Physicists are rather fond of causality and relativity, so they decided to sacrifice certainty and make quantum mechanics indeterministic as far as the results of quantum measurements are concerned. The resulting logical structure, known as the standard (Copenhagen) formulation of quantum mechanics, is logically sound and fully compatible with experimental data. Alternative theories are not in high regard, primarily because they are specific to particular problems (e.g., Bohm’s applies to a single particle) and resist generalization.
olegt,
Thank you for your answer, olegt.
I don’t know much about QM, but I have been impressed by Jaynes’ book, and I find it fascinating that an obviously clever guy and accomplished physicist like him, who must have been aware of Bell’s work, still had such disdain for QM. He was in good company of course.

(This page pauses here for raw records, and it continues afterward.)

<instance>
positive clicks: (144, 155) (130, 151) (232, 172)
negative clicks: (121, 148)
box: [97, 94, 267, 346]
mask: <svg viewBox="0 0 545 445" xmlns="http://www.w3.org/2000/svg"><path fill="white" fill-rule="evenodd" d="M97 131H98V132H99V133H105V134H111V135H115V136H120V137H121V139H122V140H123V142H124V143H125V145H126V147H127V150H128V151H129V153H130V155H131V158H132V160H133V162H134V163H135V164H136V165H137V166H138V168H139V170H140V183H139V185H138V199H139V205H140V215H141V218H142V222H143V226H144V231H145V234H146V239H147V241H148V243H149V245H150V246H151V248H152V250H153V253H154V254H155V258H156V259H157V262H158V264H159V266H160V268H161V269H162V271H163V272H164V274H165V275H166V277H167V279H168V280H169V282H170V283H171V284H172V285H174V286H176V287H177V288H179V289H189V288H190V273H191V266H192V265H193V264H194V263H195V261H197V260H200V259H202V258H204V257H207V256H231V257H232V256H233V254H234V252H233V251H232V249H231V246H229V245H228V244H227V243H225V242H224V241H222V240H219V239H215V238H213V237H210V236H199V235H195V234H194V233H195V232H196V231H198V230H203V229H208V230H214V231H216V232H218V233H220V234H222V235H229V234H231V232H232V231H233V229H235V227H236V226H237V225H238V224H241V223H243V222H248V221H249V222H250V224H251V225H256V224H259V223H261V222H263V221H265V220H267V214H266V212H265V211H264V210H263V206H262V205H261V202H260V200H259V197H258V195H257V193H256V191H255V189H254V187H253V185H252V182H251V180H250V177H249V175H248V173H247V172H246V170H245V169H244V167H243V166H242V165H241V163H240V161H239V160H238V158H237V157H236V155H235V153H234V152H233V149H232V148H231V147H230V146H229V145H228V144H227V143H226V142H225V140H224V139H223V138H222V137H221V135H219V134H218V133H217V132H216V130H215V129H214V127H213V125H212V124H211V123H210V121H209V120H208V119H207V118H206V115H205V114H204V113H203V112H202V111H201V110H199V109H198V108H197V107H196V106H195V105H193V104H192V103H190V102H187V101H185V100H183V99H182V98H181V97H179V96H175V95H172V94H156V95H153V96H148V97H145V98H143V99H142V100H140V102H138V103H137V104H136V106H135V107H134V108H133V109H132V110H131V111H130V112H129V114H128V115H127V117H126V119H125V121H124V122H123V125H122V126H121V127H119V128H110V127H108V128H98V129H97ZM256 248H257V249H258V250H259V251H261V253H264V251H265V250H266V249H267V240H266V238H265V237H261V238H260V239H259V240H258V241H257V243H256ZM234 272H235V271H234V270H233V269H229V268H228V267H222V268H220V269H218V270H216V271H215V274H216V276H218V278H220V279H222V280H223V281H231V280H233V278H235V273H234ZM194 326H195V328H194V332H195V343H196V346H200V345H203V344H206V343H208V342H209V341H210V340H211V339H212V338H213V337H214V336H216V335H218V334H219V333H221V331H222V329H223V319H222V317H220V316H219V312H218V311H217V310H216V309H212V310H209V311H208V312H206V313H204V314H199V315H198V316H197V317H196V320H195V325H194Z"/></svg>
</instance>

I also am new to this site, and am glad to see it. I retired from UD a year or so ago, but decided to get involved in the LNC discussion when I heard about the purge and Barry’s ultimatum question. I think it’s good to have a site to discuss the types of issues that arise at UD and elsewhere, but that moves off-issue comments to their own home.
I am a reasonably well-educated layperson – not a scientist nor a philosopher, although I am a math teacher, and “aleta” is one of a number of internet names that I’ve posted under over the last ten years or so. My two main posts at UD on this subject are listed below, in case anyone here would be interested in commenting on them – any constructive criticism of, additions to, or affirmations of would be appreciated. FWIW, I have read over the comments in this thread, and it seems other here have made some similar points.
Posts at UD:
By the way, what is the syntax for url’s at this site? I couldn’t find anything in the intro posts that explains.
Hi aleta,
The URL syntax would be <a href=http://google.com>Google</a>.
aleta,
I have been watching your LNC discussions there and commend you on your patience.
It seems that the ID side doesn’t understand the borders between reality and the things we describe them with.
In the case of logic, they seem to miss point that logic works with assertions, not reality.
Whatever we assert, logic has to deal with it, real or imaginary.
If that wasn’t the case, we could never use logic to build a what-if scenario.